New perfumes that have just now become available in the mini size:
Jasmine Pho
New Orleans (launching tomorrow!!!)

Also, I'm thrilled to announce these One Of A Kind perfumes that are now available for adoption as your own signature scent:

Arborvitae
Arborvitae perfume is a complex and evolving elixir for the daring individual who chosen such an ethereal journey. This is a 10ml Roll-on perfume oil in a base of jojoba.

Gourmandises
Wintery maple-syrup richness from the everlasting flower paired with velvety-smooth vanilla notes, ambergris and exotic resins to create a mysterious, dark gourmand that is otherworldly. Comes as a perfume oil only.

Opoponax
Opoponax perfume sheds sunny light over the mystery of musk in this bold, leathery oriental. The presence of musky opoponax resin is taken to the extreme when paired with notes that are rarely used in perfumery in such high concentrations. Opoponax perfume is surprisingly smooth and robust, with exotic floral notes from India, a dash of spice and a foundation of amber, tobacco and sunny helicrysum.

Sandal Tree
Sandalwood trees are a rare thing of beauty and unfortunately are becoming extinct. This perfume, made of some remaining stock of Indian sandalwood, with sustainable sandalwood oils from Vanuatu and Australia, is infused with the floral delights of jasmine and kewda, and some spicy cardamom to bring to you the spiritual and sensual joys of India.

Sandal Tree


Sandalwood Tree, originally uploaded by callenstewart.
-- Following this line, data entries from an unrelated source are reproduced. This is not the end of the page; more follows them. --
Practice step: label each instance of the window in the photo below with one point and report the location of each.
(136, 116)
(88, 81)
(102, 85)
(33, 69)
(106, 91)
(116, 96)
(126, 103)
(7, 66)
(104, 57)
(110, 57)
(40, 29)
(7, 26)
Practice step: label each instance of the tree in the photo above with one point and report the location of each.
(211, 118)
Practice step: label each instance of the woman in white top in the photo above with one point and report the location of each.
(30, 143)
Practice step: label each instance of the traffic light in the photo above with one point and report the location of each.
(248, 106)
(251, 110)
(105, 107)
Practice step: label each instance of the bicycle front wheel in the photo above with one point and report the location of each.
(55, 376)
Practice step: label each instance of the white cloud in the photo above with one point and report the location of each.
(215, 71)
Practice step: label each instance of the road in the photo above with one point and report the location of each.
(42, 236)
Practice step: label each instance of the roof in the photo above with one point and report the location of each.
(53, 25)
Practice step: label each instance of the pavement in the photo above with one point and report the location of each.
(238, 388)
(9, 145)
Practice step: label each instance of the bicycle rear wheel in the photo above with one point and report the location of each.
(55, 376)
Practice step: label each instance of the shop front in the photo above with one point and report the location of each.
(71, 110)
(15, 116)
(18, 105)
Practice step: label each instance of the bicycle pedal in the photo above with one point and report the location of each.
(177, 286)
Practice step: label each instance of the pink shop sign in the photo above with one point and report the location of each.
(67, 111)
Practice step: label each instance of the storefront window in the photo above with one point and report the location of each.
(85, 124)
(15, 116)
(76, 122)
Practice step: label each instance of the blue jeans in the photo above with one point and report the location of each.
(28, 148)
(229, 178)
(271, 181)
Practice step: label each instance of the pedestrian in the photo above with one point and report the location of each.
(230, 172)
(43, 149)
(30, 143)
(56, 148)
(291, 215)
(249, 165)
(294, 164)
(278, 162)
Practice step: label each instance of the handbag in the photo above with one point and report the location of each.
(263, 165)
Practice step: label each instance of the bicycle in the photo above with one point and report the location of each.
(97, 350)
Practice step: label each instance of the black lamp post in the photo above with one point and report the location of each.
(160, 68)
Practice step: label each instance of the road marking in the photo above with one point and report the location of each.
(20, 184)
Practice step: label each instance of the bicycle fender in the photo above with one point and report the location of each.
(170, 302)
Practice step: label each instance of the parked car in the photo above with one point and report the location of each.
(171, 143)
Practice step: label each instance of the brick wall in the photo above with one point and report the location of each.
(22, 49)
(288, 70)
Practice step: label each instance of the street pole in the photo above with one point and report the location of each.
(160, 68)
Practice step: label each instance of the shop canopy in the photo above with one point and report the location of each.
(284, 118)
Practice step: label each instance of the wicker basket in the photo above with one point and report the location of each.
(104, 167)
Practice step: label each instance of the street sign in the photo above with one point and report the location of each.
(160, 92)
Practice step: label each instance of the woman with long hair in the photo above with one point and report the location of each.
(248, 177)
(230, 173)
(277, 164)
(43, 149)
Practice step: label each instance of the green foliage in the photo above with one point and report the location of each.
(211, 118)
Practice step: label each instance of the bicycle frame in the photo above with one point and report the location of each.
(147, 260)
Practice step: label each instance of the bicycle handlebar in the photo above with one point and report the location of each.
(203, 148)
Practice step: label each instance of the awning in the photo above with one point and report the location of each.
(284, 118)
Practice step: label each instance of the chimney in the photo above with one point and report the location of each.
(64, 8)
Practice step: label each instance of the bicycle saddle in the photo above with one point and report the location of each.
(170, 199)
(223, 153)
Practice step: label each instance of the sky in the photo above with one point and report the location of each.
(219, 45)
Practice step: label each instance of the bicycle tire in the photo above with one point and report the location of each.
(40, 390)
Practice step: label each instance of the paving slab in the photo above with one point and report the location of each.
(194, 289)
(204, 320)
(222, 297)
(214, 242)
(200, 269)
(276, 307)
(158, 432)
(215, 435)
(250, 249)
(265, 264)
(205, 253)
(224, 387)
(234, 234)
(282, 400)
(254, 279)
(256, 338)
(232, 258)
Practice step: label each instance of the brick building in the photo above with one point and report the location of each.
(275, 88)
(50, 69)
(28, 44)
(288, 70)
One of the perfumes I unearthed from my very bottom drawer of abandoned creations is this number I titled "Sandal Tree" in Hebrew back in my very first perfumer's notebook of my very first year of 2001, when it all began.

This perfume was created after I ordered kewda attar for the first time, from Enfleurage in New York. It arrived in a half-full vial, and cost me dearly. I was equally repelled and intnrigued by kewda, and thought it would make a very pretty addition to a floral sandalwood perfume.

Discovering a formula written by a novice ten years later is fascinating. Especially when the novice have become a little less of the novice. There is the element of excitement reeking from the page of the formula: discovering a new art and medium for expression. Exploring fragrant raw materials that were never experienced before. This enthusiasm comes through the formula in the way that the essences were combined. When I'm looking at my own formula from the perspective of a perfumer with almost 10 years of experience, and who have taught perfume for the past 3 years, I feel as though it was a completely different person creating this perfume - someone who was a fearless dreamer and to whom I'm deeply thankful, as if it wasn't for that bold passion and determination, I wouldn't be a perfumer right now.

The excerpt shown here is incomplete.